An experimental notebook to see how much of performance we obtain when we combine PCA and xgboost methods.

In [1]:
import pandas as pd
import numpy as np
import time as time
import xgboost as xgb 
from sklearn.decomposition import PCA
from sklearn.model_selection import train_test_split

In [1]:
import sys
sys.path.append('../common_routines/')

### Get input

In [3]:
INPUT_DIR = '../input/'

In [4]:
ts = time.time()
train = pd.read_csv(INPUT_DIR + 'train.csv')
time.time() - ts

5.056200981140137

In [5]:
train['new_target'] = np.log(train['target'] + 1.0)

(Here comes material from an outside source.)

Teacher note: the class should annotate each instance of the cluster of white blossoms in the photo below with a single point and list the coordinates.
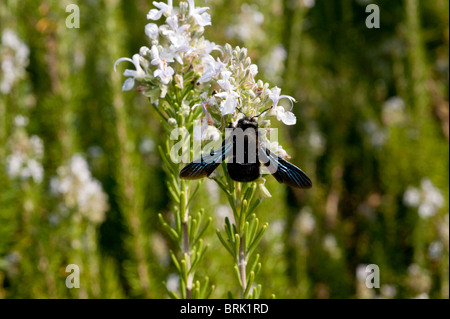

### Construct the appropriate pipeline

In [6]:
from sklearn.pipeline import Pipeline
def get_pca_xgboost_pipeline(num_pca_components=5):
    pca = PCA(n_components=5, random_state=0)
    my_pipe = Pipeline([('pca', pca),
                        ('model', xgb.XGBRegressor(learning_rate=0.1,
                                                   n_estimators=100,
                                                   objective='reg:squarederror'))])
    return my_pipe

In [7]:
from relevant_functions import get_rel_cols, fit_pipeline_and_cross_validate

In [8]:
REL_COLS = get_rel_cols(17, train)

In [9]:
(my_pipe, cross_val_score1) = fit_pipeline_and_cross_validate(get_pca_xgboost_pipeline(50), 
                                                              train,
                                                              REL_COLS)
print(cross_val_score1)

1.5583826526249025


## Try with a simple validation set.

We are not fully satisfied with the resulta of cross validation. Hence let us test out PCA using one hold out validation set as opposed to a full cross validation.

In [10]:
(train_train, validation_train) = train_test_split(train, random_state=0, shuffle=False)

In [11]:
ALL_COLS = [col for col in train.columns if col not in ['ID', 'target', 'new_target']]

In [12]:
NUM_PCA_COMPONENTS = 20
pca = PCA(n_components=NUM_PCA_COMPONENTS)
train_pca = pca.fit_transform(train_train[ALL_COLS])
validation_pca = pca.transform(validation_train[ALL_COLS])

In [13]:
col_names = ['col' + str(i) for i in np.arange(NUM_PCA_COMPONENTS)]
train_pca_df = pd.DataFrame(data=train_pca, columns=col_names)
train_pca_df['new_target'] = train_train['new_target'].values

validation_pca_df = pd.DataFrame(data=validation_pca, columns=col_names)
validation_pca_df['new_target'] = validation_train['new_target'].values

In [14]:
xgb_train_data = xgb.DMatrix(train_pca_df[col_names], label=train_pca_df[['new_target']], feature_names=col_names)
xgb_validation_data = xgb.DMatrix(validation_pca_df[col_names], 
                                  label=validation_pca_df[['new_target']], 
                                  feature_names=col_names)
xgb_params = {'eta': 0.1, 'eval_metric':'rmse'}

In [15]:
model_1 = xgb.train(params=xgb_params,
                    dtrain=xgb_train_data,
                    num_boost_round=1000,
                    evals=[(xgb_validation_data, 'eval')],
                    early_stopping_rounds=5)

[0]	eval-rmse:12.6301
Will train until eval-rmse hasn't improved in 5 rounds.
[1]	eval-rmse:11.3838
[2]	eval-rmse:10.2637
[3]	eval-rmse:9.25898
[4]	eval-rmse:8.35795
[5]	eval-rmse:7.54987
[6]	eval-rmse:6.82565
[7]	eval-rmse:6.17702
[8]	eval-rmse:5.59863
[9]	eval-rmse:5.08492
[10]	eval-rmse:4.62313
[11]	eval-rmse:4.21696
[12]	eval-rmse:3.85466
[13]	eval-rmse:3.53544
[14]	eval-rmse:3.25585
[15]	eval-rmse:3.0071
[16]	eval-rmse:2.793
[17]	eval-rmse:2.60812
[18]	eval-rmse:2.44642
[19]	eval-rmse:2.30484
[20]	eval-rmse:2.18564
[21]	eval-rmse:2.08604
[22]	eval-rmse:1.99906
[23]	eval-rmse:1.92883
[24]	eval-rmse:1.86981
[25]	eval-rmse:1.82069
[26]	eval-rmse:1.77904
[27]	eval-rmse:1.74714
[28]	eval-rmse:1.72119
[29]	eval-rmse:1.69818
[30]	eval-rmse:1.67999
[31]	eval-rmse:1.66603
[32]	eval-rmse:1.6515
[33]	eval-rmse:1.64385
[34]	eval-rmse:1.6346
[35]	eval-rmse:1.62925
[36]	eval-rmse:1.62512
[37]	eval-rmse:1.62128
[38]	eval-rmse:1.61875
[39]	eval-rmse:1.61544
[40]	eval-rmse:1.61362
[41]	eval-rmse:1

## Conclusion

The benefits from PCA look to be plateauing very fast and hence does not offer us much benefit.